Unfortunately, Leslie was in high heels and a black Armani suit with a tight skirt. Running to Broadway was almost impossible; they barely got as far as a freight-delivery alley that was so dark they couldn't see the end of it.
For a moment Peter Havistock hesitated, then dragged Leslie in after him. A huge dumpster loomed in the blackness.
"Into the dumpster!" the anthropologist cried. 'I'll give you a boost!"
"No! No!" Leslie could barely speak, she was so out of breath. They could hear police sirens in the distance, the NYPD likely responding to CNN appeals for mob control. "Not into the dumpster, you idiot! Homeless people sleep in there all the time and garbage trucks pick them up, grind them up, and kill them!" She pushed him in the chest with both hands. "Go around the back! Quick, slide down behind it!"
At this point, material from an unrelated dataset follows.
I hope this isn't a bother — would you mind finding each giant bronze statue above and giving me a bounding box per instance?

In the almost pitch darkness of the alley they groped their way between the steel outlines of the giant garbage container and a cement wall. It was a tight squeeze. Leslie stepped on Havistock's foot, then a moment later stumbled and felt herself jerked against him.
"Oh, I dropped my purse," she managed. "It's down at my feet, I can't reach it!"
"Leave it, you can get it later."
A number of police cars had collected somewhere nearby. Above the noise of the sirens they could hear women's loud voices.
Pressed against him, Leslie realized that for all the excitement and the mad sprint down 57th Street and into the alley, Peter Havistock was not even breathing hard. He was solid muscle; she could tell because she was intimately pressed against him from collarbone to hip. His left elbow was somewhat uncomfortably jammed into her side, but other than that he was warm and in some mysterious way projecting everything he did on the lecture platform wearing his Bird of Paradise jock strap. He might not be even breathing hard, but her heart was suddenly pounding.
Leslie moved her head, carefully, and looked up. Dr. Peter Havistock was several inches taller, over six feet, and a beam of blue light from a passing police car gilded his tanned face, blue eyes and fair hair.
He looked down at her. "You wouldn't consider marrying me, would you?" he said huskily.